Normally a full convex grind goes down to a zero degree edge where the side of the blade goes all the way into a cutting edge with no separate bevel present. That's easy to touch up using strops but not so easy when using stones. So I put a bevel on these knives so that a stone sharpener could follow that easily. I hate unfriendly sharpener knives.


----------



## Dave Martell (Jun 7, 2018)

jaybett said:


> PM Sent.
> 
> Jay




Replied!


----------



## Nemo (Jun 7, 2018)

Dave Martell said:


> Normally a full convex grind goes down to a zero degree edge where the side of the blade goes all the way into a cutting edge with no separate bevel present. That's easy to touch up using strops but not so easy when using stones. So I put a bevel on these knives so that a stone sharpener could follow that easily. I hate unfriendly sharpener knives.
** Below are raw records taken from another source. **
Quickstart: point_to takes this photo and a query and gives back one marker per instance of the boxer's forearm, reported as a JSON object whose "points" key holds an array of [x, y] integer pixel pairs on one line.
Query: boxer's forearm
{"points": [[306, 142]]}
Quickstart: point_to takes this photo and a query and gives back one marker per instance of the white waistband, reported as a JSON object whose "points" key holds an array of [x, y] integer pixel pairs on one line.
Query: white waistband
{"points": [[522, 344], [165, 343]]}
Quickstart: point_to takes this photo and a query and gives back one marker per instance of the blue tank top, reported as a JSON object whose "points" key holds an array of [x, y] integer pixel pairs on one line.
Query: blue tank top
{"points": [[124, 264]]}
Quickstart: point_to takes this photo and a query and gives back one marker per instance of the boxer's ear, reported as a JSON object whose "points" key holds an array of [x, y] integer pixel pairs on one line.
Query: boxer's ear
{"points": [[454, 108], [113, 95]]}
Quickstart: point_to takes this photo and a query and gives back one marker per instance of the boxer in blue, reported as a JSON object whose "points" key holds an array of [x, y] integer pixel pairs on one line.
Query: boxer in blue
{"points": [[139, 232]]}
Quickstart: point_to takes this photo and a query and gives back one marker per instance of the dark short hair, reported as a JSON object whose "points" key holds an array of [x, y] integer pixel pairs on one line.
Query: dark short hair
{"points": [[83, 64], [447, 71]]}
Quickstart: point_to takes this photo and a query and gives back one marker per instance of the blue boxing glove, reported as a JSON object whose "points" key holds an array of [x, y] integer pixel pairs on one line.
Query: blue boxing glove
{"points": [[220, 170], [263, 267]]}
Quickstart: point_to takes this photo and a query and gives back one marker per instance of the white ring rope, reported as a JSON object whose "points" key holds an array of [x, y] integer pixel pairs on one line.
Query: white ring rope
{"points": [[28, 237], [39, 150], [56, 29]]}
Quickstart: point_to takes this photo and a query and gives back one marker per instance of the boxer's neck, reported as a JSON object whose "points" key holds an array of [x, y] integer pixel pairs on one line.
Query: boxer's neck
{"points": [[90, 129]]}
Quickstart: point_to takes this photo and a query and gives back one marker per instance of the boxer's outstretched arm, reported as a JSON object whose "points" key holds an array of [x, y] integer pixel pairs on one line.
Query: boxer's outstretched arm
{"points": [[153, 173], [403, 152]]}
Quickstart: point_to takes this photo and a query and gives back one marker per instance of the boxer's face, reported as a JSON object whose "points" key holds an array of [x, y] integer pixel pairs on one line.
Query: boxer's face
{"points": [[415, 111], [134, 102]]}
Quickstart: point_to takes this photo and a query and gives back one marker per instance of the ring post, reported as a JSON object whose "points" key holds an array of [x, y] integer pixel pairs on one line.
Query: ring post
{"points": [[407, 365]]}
Got it. Is the first option what is often referred to as a "zero grind"?


----------



## Dave Martell (Jun 7, 2018)

Nemo said:


> Got it. Is the first option what is often referred to as a "zero grind"?





Yes sir.


----------



## Dave Martell (Jun 7, 2018)

Both knives SOLD


----------



## sudsy9977 (Jun 7, 2018)

Is the entire heel sharpened? Did you consider making any small guard like another boning knives


----------



## Dave Martell (Jun 7, 2018)

sudsy9977 said:


> Is the entire heel sharpened? Did you consider making any small guard like another boning knives




Hi Ryan,
The heel is rounded and smooth, keeps the hand from moving forward.


----------



## Matus (Jun 8, 2018)

Dave Martell said:


> Both knives SOLD



[emoji106]


----------